A new hotel in Mexico City’s Cuauhtémoc neighbourhood is inspired by Japanese culture, with flourishes of Mexico in the materials. We take a look inside the Ryo Kan hotel.

Japan comes to Mexico City

A new hotel in the heart of Mexico City’s “Little Tokyo” neighbourhood brings Japanese zen to this vibrant and often chaotic metropolis. Ryo Kan, which is a type of accommodation typical of Japan, is a new hotel in the Cuauhtémoc area, and marries Japanese customs with Mexican identity. The hotel is billed as a “new concept of hospitality” called Japmex, whose refreshing architecture, interior design and services reflect Japan’s values of tranquility and calmness in a Mexican context. Designed by Regina Galvanduque of architecture firm GLVDK, the hotel is organised around a narrow courtyard which reflects the buildings tight plot.

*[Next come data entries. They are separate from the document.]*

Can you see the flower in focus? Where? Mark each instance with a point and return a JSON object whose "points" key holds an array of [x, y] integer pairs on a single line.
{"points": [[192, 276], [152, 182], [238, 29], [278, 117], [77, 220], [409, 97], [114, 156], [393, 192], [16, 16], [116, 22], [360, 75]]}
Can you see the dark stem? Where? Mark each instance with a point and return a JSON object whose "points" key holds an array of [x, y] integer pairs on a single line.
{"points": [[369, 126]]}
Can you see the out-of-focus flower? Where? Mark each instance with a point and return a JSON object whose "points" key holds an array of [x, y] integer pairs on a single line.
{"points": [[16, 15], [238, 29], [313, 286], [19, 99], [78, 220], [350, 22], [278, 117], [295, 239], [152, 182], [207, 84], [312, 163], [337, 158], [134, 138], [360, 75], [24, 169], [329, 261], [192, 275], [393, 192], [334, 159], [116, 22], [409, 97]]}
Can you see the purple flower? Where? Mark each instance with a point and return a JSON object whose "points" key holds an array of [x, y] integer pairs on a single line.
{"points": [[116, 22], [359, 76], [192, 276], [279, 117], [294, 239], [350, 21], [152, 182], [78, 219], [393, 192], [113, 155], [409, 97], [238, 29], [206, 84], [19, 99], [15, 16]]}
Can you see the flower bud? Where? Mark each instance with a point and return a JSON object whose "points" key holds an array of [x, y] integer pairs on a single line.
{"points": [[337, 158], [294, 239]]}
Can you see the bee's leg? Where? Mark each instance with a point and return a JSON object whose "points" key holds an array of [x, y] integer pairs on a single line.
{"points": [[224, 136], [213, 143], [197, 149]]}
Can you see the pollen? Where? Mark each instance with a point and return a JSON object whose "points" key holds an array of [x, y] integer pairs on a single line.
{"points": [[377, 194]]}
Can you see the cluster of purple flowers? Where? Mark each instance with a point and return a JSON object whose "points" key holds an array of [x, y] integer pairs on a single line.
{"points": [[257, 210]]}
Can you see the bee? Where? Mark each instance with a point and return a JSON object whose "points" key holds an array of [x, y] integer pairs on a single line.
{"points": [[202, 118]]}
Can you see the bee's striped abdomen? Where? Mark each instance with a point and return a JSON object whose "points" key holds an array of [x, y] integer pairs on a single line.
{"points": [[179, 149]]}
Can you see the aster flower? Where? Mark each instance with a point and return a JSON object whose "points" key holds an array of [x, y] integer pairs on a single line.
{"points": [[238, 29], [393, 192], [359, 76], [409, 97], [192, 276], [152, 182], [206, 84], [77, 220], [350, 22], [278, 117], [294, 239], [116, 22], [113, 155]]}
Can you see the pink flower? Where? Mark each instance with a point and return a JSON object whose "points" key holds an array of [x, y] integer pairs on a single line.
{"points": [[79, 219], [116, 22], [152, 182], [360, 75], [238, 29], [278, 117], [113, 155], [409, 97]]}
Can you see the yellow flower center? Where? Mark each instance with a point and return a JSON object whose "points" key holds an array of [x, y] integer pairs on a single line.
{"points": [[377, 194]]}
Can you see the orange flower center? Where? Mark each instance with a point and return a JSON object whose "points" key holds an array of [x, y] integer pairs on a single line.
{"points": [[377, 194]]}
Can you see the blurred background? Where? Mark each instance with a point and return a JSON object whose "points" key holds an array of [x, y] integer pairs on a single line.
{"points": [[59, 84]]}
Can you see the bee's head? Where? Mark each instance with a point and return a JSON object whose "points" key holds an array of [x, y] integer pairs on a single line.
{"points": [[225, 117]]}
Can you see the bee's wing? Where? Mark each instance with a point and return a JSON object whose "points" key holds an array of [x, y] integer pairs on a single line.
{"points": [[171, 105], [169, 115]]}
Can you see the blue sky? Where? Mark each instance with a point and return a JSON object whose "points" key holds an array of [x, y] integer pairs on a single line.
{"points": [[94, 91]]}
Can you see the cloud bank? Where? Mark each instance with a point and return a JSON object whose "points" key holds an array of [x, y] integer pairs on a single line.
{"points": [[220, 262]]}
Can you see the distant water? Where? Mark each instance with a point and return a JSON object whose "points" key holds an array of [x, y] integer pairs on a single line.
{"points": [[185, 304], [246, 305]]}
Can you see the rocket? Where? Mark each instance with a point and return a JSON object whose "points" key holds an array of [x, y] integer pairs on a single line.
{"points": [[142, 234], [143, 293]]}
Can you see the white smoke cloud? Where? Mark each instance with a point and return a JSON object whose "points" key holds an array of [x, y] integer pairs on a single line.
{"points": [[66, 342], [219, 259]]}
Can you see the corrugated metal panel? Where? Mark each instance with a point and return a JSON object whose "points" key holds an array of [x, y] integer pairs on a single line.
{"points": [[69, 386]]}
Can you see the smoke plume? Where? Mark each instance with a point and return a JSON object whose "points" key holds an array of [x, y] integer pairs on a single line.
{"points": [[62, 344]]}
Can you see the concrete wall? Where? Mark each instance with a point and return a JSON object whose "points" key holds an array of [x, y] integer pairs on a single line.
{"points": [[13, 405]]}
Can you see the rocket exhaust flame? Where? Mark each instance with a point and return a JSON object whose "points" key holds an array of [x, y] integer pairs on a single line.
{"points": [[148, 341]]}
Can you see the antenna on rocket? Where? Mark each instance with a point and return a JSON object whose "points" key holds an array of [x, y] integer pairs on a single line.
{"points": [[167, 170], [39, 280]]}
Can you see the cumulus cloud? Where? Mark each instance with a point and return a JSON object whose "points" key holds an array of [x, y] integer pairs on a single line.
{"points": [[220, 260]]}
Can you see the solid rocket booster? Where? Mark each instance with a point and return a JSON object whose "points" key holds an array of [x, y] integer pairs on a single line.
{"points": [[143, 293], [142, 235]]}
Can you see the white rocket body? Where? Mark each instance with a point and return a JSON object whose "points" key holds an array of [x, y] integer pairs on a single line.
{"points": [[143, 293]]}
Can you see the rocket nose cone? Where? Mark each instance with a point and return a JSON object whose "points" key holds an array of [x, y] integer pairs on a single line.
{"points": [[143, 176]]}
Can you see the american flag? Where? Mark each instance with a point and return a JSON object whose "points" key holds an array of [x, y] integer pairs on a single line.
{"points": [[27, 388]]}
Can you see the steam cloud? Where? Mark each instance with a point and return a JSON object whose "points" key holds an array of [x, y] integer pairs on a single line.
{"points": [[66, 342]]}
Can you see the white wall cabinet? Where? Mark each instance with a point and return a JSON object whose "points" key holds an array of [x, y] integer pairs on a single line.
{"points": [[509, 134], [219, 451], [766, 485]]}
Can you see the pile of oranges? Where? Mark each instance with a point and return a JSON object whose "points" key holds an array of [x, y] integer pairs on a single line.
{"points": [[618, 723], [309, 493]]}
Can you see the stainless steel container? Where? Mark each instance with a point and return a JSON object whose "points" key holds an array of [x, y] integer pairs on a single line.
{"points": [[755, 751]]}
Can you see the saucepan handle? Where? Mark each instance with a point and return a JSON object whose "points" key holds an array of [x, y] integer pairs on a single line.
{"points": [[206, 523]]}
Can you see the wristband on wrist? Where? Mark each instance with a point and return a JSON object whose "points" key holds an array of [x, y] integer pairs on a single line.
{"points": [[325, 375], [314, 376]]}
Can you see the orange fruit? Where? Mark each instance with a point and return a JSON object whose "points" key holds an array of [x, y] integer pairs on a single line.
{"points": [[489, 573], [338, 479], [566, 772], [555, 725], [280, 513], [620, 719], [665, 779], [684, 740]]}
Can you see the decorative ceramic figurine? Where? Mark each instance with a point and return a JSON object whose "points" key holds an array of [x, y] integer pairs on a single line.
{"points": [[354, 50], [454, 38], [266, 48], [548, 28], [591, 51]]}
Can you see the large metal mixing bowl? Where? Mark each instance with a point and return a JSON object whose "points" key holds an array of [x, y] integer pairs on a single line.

The courtyard has all of the trappings of a Japanese zen garden, from the natural light that pours down from above to the serene benches and tables which are designed in a minimal manner and clad in a pale terrazzo finish which is also used to cover the walls, unifying the space in a relaxed harmony.

Bespoke bedrooms

Ryo Kan has ten bedrooms that are organised around the periphery of the internal courtyard, and the rooms are based on the layout of five typical Kyoto lodgings which are popular with millennials. Each room has a different name, giving it its own particular identity. These smart rooms are able to be controlled via an app which lets guests manage the lighting, music and privacy. There are lots of traditional Japanese features in the room, such as dividing screens, robes and tatami mats and cushions to take tea on the floor.

Japan in the details

Guests to the hotel are first made aware of its connection to Japan through the external facade, which is constructed from white folds to mimic origami paper. On the communal rooftop, guests can enjoy four circular jacuzzis, which are reminiscent of Japanese hot springs. In the custom designed shelves that proliferate in the common areas, items with Japanese significance have been placed in these nooks, and some are covered with a mesh made from bejuco vine, which is native to Mexico but recalls Japanese screens.